Most of New York City’s public schools offer a “gifted and talented” program for aspiring students. Yearly performance tests are offered to identify the kids who are overperforming in the standard disciplines. Those who qualify are entered into advanced placement programs with more demanding curricula, giving them an easier path to admission to better colleges. The programs are open to all and don’t cost anything extra, so every family has the opportunity to try to get their children in.
Unfortunately for Gotham’s parents, the results have failed to meet the expectations of the woke crowd running the city government. Both Mayor Bill de Blasio and Schools Chancellor Richard Carranza have repeatedly complained that the testing program is “unfair” because the students who wind up in the program “don’t reflect the diversity of the city’s population.” In other words, not enough Black and Hispanic students wind up in the advanced programs. So how does the brain trust at City Hall plan to “fix” this issue? Easy as pie. They’re going to do away with the entrance tests. (CBS New York)
A big change is coming for New York City’s “gifted and talented” programs for students.
Mayor Bill de Blasio and Schools Chancellor Richard Carranza say the city will start phasing out the entry exam.
Critics have said the composition of the programs do not reflect the city’s diversity.
The Chancellor took to Twitter to attempt to paint some lipstick on this pig.
Gifted & Talented programs serve a small percentage of children—but we know many more @NYCSchools students are exceptional. We must move away from the test & develop a system that reimagines academic and enrichment programming for our most exceptional students.
— Chancellor Meisha Porter (@DOEChancellor) January 13, 2021
So you’re going to “reimagine academic and enrichment programming for our most exceptional students?” What does that even mean? You can’t really have an advanced placement program without having some way to identify the students who are truly advanced and would be able to thrive in a more challenging educational environment. Aside from placement testing, how do you propose to do that?
Mayor de Blasio has been railing against the gifted and talented programs for years, but it’s always been a bit of a sticky issue for him to try to handle. The problem is that the “lack of racial diversity” he loves to complain about doesn’t break down in the normal fashion. If it was just a case where the lion’s share of the spots in the program were going to White students, he could simply play the race card and stomp on the programs. Unfortunately for them, that’s not the case. Year after year, the majority of the seats have gone to Asian students.
The difference in results is particularly stark when you look at the scores on a per capita basis. Asians make up only 14.1 percent of the city’s population, far behind Black, Hispanic and White residents. And yet their students outperform the rest by a wide margin. So this largely deprives de Blasio of the chance to play the race card. And if he eliminates the testing program, he’s going to be cutting off one of the city’s minority populations in a massively disproportionate fashion.

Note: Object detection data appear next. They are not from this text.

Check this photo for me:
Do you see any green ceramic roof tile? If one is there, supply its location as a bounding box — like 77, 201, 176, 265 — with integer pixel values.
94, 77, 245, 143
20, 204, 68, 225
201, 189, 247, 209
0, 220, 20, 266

Sadly for the students who will be most heavily impacted, when Democratic politicians talk about minorities, they almost always forget about Asians. In their minds, the word “minority” only applies to Black and Hispanic residents, even though both outnumber Asians across the board in all but a few localized communities.
So if you’re going to do away with the admissions testing system, how do you replace that with something that produces your desired demographic result? If it just works out to be some sort of lottery, then why have an advanced studies program at all? You’re not going to randomly pick up the most advanced students. Further, how is that fair to the children? If a kid who isn’t able to score well on the placement tests suddenly gets shoved into a significantly more advanced program, they’re almost certainly going to flounder. Then you have to either boot them back to the regular school curriculum or dumb down the advanced class to the point where they can pass. If you follow the latter route, you’ve eliminated the benefit of having a gifted and talented program in the first place.
This is simply more virtue signaling from the de Blasio administration and racial pigeonholing madness. All they’re going to do is further erode the New York City public school system and make it even harder for kids to get into college. But that’s obviously a small price to pay when you’re trying to make it look like you’re actually fighting racism, I suppose.